Today’s deal at concluded at this special meeting of the European Council means that Malta has secured a total of €842 million in funds under the core Cohesion Policy. This amount, that does not include a further €92 million additional funds for ReactEU (Cohesion Policy) from the Recovery Instrument, is at least €66 million more than what Malta obtained in February 2013 for the 2014-2020 Cohesion Policy. For agriculture, Malta obtained €191 million – €53 million (or 38%) more than in 2014-2020. This was possible due to a special allocation secured by Prime Minister Abela that was granted to Malta to support efforts in this area. In total, under the traditional EU policies of Cohesion Policy and Agriculture, which account for around 60% of the total EU Budget, Malta obtained €1.125 billion, compared to €793 million that it would have obtained under the Commission’s proposal of 2018.
The Government has decided that a minimum of 10% of the allocation under Cohesion Policy and Agriculture will be earmarked for Gozo. This will ensure that Gozo receives more funds overall than it currently has ringfenced under the 2014-2020 financing period.
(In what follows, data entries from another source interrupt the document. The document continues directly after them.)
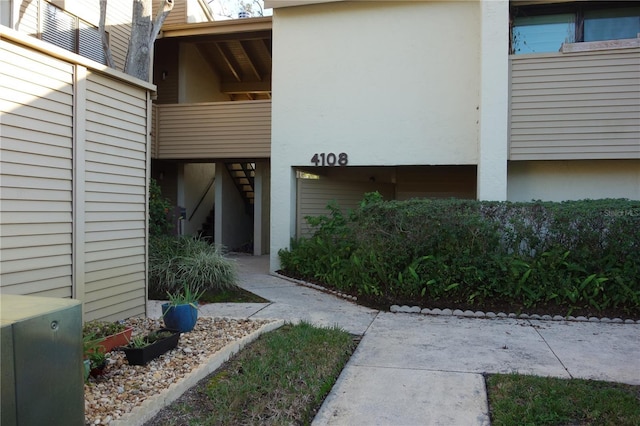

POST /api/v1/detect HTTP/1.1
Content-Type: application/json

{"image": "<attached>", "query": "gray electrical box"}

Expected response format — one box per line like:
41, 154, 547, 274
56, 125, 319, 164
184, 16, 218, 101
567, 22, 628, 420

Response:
1, 294, 84, 426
Other key instruments and programmes for Malta include Erasmus+; migration, borders and security funds; and environmental programmes. Overall, the indicative allocation which Malta will receive under the 2021-2027 MFF is estimated to be €1.923 billion. This not only compares well with the deal of February 2013 for 2014-2020 but is actually €795 million higher. Over and above, Malta will benefit from €327 million in grants from the Recovery Instrument to assist in the recovery effort. The Government also has the option to access the loan element if it wishes to do so.
Own resources paid to the EU budget are automatically calculated on the basis of the relative economic development of Member States. Despite Malta’s strong economic performance in recent years, this excellent package means that Malta’s net balance from the EU budget will also remain significantly positive for the coming years.
The Prime Minister thanked all those involved in the months of complicated and very difficult negotiations that led to Malta’s final package, emphasising that the Government will do its utmost so that today’s outcome is translated into programmes and projects o consolidate further investments in our economy and citizens.